What is Surrogate Partner Therapy?

“Surrogate Partner Therapy is a form of therapy based on the successful methods of Masters and Johnson. In this therapy, a client, a therapist, and a surrogate partner form a three-person therapeutic team who together work to understand and resolve difficulties that a client is experiencing in their lives. The surrogate participates with the client in structured and unstructured experiences that are designed to build client self-awareness and skills in the areas of physical and emotional intimacy. These therapeutic experiences include partner work in relaxation, effective communication, sensual and sexual touching, and social skills training. Each program is designed to increase the client’s knowledge, skills, and comfort.

As the days pass, clients find themselves becoming more relaxed, more open to feelings, and more comfortable with physical and emotional intimacy. The involvement of the team therapist, a licensed and/or certified professional with an advanced degree, is a cornerstone of this therapy process. Clients often experience apprehension as they begin therapy and when they begin to experience changes. The team therapist assists the client with these and other emotional issues. Sessions with the therapist are interwoven with the surrogate partner sessions in order to facilitate understanding and change. Open, honest, consistent communication between all team members is a fundamental ingredient of successful surrogate partner therapy.”–From: https://www.surrogatetherapy.org/what-is-surrogate-partner-therapy

Who Needs Surrogate Partner Therapy?

“The problems that motivate clients to seek Surrogate Partner Therapy range from general anxiety in social situations to specific sexual dysfunctions.

Concerns for any gender might result from one of the following:

  • Negative body image or physical disfigurement
  • Medical conditions
  • Sexual, physical, or emotional abuse and/or trauma (rape or incest, for instance)
  • Intimacy issues
  • Phobias and anxieties
  • Unresolved relationship trauma
  • Confusion about sexual orientation
  • Lack of social or sexual self-confidence.

Sexual concerns may include:

  • Orgasmic inhibition
  • Genital or pelvic pain
  • Avoidance of physical and/or emotional intimacy
  • Lack of experience due to anxious avoidance.

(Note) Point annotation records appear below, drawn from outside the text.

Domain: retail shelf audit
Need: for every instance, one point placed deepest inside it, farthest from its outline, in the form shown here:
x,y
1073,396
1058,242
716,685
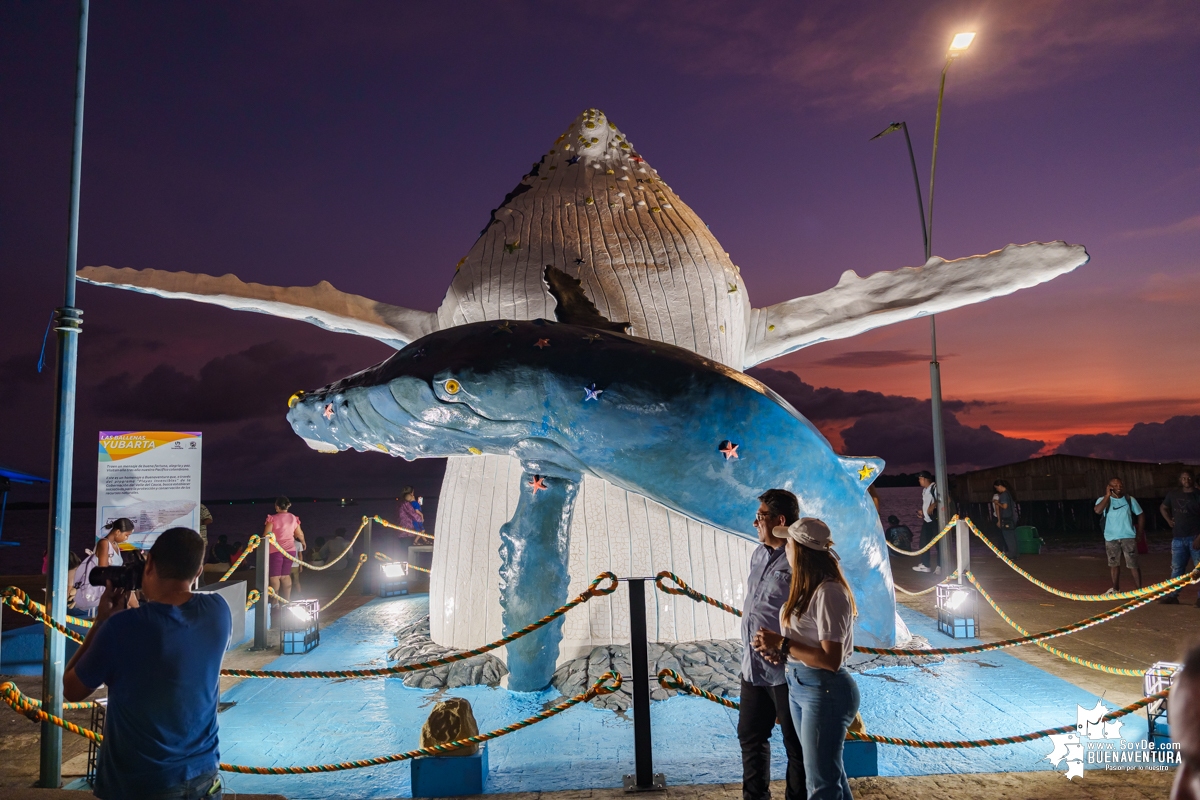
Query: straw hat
x,y
810,533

Common sexual issues for male clients include:

  • Erection difficulties (ED)
  • Rapid ejaculation (PE)
  • Ejaculatory inhibition.

Female clients’ sexual issues might include:

  • Vaginismus (involuntary contraction of vaginal muscles resulting in painful penetration)
  • Vulvodynia
  • Limited or non-existent orgasms

Clients of any gender may seek therapy to address problems relating to:

  • Fear and avoidance of sexual and emotional intimacy
  • Lack of relationship experience
  • Shame or anxiety regarding sex
  • Low arousal or lack of sexual desire”

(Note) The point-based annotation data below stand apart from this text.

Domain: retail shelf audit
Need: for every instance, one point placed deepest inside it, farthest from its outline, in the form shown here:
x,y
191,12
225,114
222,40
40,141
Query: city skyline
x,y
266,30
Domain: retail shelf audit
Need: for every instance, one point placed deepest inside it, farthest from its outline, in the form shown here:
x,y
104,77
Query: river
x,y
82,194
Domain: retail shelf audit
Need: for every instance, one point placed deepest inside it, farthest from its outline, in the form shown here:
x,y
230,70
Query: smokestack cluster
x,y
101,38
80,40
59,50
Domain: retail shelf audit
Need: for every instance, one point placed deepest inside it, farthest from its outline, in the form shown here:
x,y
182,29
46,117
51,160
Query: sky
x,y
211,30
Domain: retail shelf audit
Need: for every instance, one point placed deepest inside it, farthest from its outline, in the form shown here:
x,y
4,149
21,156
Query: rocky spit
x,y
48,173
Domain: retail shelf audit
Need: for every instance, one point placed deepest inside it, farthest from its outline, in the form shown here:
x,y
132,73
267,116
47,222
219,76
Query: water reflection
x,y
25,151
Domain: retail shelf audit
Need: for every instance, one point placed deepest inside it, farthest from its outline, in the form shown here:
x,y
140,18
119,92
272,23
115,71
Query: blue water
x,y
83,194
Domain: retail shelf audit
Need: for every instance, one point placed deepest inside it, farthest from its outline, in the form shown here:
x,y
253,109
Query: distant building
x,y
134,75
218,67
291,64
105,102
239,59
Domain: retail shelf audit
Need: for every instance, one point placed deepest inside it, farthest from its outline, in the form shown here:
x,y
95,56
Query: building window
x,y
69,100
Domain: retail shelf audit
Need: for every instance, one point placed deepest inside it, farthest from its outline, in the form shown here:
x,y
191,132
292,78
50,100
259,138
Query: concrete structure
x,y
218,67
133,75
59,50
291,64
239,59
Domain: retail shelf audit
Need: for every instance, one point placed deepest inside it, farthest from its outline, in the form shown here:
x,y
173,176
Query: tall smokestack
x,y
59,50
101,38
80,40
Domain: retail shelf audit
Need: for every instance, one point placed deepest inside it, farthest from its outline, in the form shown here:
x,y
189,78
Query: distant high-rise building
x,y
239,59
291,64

From: https://www.surrogatetherapy.org/what-is-surrogate-partner-therapy

There are two primary plans for this Sex Surrogate Therapy:

  1. Open-ended Therapy:

The patient sees the surrogate on average once a week, in one to two hour sessions, until the surrogate, therapist, and patient decides that the therapy is completed. An average length of surrogate partner therapy seems to cover thirty to fifty hours.

2. Intensive Therapy:

Structured to help patients who are from out of town, have a deadline such as an upcoming nuptial, or simply do not have a local therapist and surrogate team.  The patient sees their therapist and surrogate on a daily basis for a prearranged length of time, which can be anywhere from one week to one month.

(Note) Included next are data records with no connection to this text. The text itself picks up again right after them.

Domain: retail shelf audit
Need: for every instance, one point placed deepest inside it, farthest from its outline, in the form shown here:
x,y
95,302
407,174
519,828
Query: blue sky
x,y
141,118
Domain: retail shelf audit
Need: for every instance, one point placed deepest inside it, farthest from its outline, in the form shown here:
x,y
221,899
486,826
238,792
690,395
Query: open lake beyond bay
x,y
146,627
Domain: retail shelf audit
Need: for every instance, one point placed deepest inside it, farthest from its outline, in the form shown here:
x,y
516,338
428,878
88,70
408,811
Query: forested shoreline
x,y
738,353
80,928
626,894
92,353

Qualities of a Sexual Surrogate

To become a Sexual Surrogate, experience in nursing, psychology, social work, or alternative therapy are useful, but more importantly, people who possess “mature sexuality” and “emotional stability” make the best candidates.

The IPSA is a non-profit education corporation that offers training for individuals wishing to become surrogate partners and for therapists wishing to learn to work with surrogates.  IPSA offers referrals for therapists seeking trained, ethical, professional surrogate partners, and for clients seeking therapists who have experience and skill in working with surrogate partners.  IPSA also offers continuing education opportunities for surrogate partners and therapists.